Might as well ask your stepson if he knew anyone doing drugs instead of going
to class. It's a drug pandemic! Do you know anyone who has cheated on a test?
It's a cheating pandemic! Do you know anyone that sleeps around?
Promiscuousness pandemic!

People love to gossip, and they love telling stories about outliers. Asking
directly for stories that stand out is about the worst kind of "informal"
research you can get.

------
bedhead
College tuition is the perfect alignment of the stars, economically speaking.
There's no new supply of public universities. Reputations are _extremely_
sticky. A college degree is often a job requirement. The highest paying jobs
mostly recruit out of the top universities, so students are extremely price
inelastic at certain levels. The government subsidizes student loans at
artificially low rates. More and more foreign students want to attend US
universities. Etc.

Hell, it's almost a surprise that college tuition hasn't grown at an even
faster pace. In ten years this is going to become a _serious_ national issue
and I think you'll see the federal government step in to cap the tuition
increases. It's gonna happen.

------
rahimnathwani
_On the plus side, more students than ever before are attending college, which
is a certainly a good thing, as van der Klaauw points out, even if it is a
contributing to factor to overall debt increasing. A degree is usually worth
the cost of college, even if the price tag is increasingly tough to bear._

It's not clear to me that 'a degree is usually worth the cost' but even if it
were the case that going to college were the optimal decision for each
individual who chooses to go, this locally optimal decision doesn't mean that
it's good that 'more students than ever before are attending college'.

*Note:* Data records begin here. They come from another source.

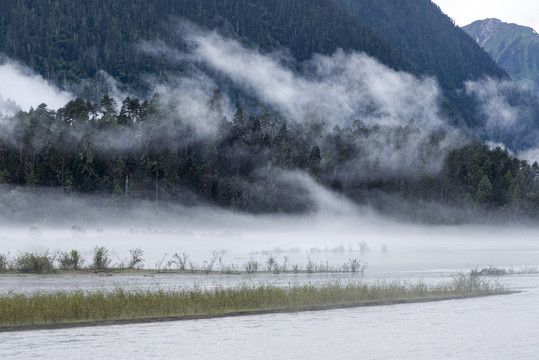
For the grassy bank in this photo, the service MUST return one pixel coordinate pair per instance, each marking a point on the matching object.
(62, 309)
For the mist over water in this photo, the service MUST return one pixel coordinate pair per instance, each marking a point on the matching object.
(338, 90)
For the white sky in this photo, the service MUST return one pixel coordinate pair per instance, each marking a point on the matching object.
(464, 12)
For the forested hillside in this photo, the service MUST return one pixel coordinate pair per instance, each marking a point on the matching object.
(515, 48)
(431, 44)
(67, 41)
(375, 129)
(145, 151)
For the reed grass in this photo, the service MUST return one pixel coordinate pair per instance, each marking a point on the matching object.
(79, 307)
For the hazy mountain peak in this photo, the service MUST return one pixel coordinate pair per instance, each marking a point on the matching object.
(514, 47)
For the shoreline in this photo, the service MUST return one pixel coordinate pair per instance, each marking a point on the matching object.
(187, 317)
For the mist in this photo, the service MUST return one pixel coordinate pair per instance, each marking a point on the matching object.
(21, 88)
(510, 115)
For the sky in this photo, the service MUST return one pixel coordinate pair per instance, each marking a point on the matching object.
(464, 12)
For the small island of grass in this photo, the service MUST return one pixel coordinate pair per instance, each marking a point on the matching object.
(72, 309)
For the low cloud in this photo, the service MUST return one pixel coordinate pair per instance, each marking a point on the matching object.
(509, 113)
(342, 87)
(21, 88)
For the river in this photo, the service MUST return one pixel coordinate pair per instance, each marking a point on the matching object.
(498, 327)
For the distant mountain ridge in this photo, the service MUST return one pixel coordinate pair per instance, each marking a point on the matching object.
(514, 47)
(69, 42)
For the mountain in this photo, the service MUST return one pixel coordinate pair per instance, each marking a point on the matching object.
(72, 40)
(431, 44)
(514, 47)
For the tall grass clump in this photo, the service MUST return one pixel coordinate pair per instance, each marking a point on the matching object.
(34, 262)
(101, 260)
(70, 260)
(119, 304)
(4, 262)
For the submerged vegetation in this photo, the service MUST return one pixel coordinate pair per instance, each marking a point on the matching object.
(78, 308)
(46, 262)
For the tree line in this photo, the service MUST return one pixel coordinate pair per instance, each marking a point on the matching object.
(152, 150)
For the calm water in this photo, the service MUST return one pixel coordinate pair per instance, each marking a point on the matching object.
(500, 327)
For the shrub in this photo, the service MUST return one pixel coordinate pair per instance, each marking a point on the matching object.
(251, 266)
(101, 259)
(70, 260)
(4, 262)
(137, 260)
(34, 263)
(180, 261)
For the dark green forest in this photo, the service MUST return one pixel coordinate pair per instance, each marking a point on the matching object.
(67, 41)
(432, 45)
(70, 41)
(149, 151)
(152, 150)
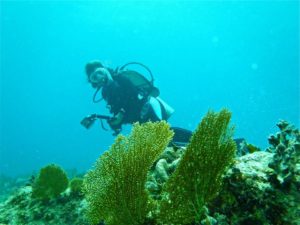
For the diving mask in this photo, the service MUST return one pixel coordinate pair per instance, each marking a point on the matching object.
(99, 77)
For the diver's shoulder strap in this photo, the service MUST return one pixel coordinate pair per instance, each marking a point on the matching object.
(144, 86)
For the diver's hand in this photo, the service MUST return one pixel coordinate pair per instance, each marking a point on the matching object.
(88, 121)
(116, 122)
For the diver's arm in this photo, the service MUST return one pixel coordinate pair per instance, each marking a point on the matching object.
(116, 121)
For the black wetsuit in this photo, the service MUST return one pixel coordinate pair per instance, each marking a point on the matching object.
(122, 94)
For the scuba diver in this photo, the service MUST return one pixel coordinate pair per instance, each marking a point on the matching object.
(129, 96)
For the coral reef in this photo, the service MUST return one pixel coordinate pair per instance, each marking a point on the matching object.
(50, 182)
(21, 208)
(139, 181)
(115, 188)
(263, 187)
(76, 185)
(197, 179)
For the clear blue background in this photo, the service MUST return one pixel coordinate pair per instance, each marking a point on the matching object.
(204, 55)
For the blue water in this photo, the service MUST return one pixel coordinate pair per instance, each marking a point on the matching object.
(204, 55)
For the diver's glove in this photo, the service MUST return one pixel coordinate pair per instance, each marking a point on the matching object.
(115, 122)
(88, 121)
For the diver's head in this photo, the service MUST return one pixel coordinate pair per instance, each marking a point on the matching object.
(97, 75)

A college credential could have a positive NPV for each person thinking of
getting one, but still be negative for the group overall. For each individual
it's rational to participate in the credentials arms race only because if they
don't, but everyone else does, they will be at a disadvantage.

(I acknowledge that many people get more from a college degree than just
credentials.)

------
narrator
Somebody somewhere is getting the interest payments on all that debt.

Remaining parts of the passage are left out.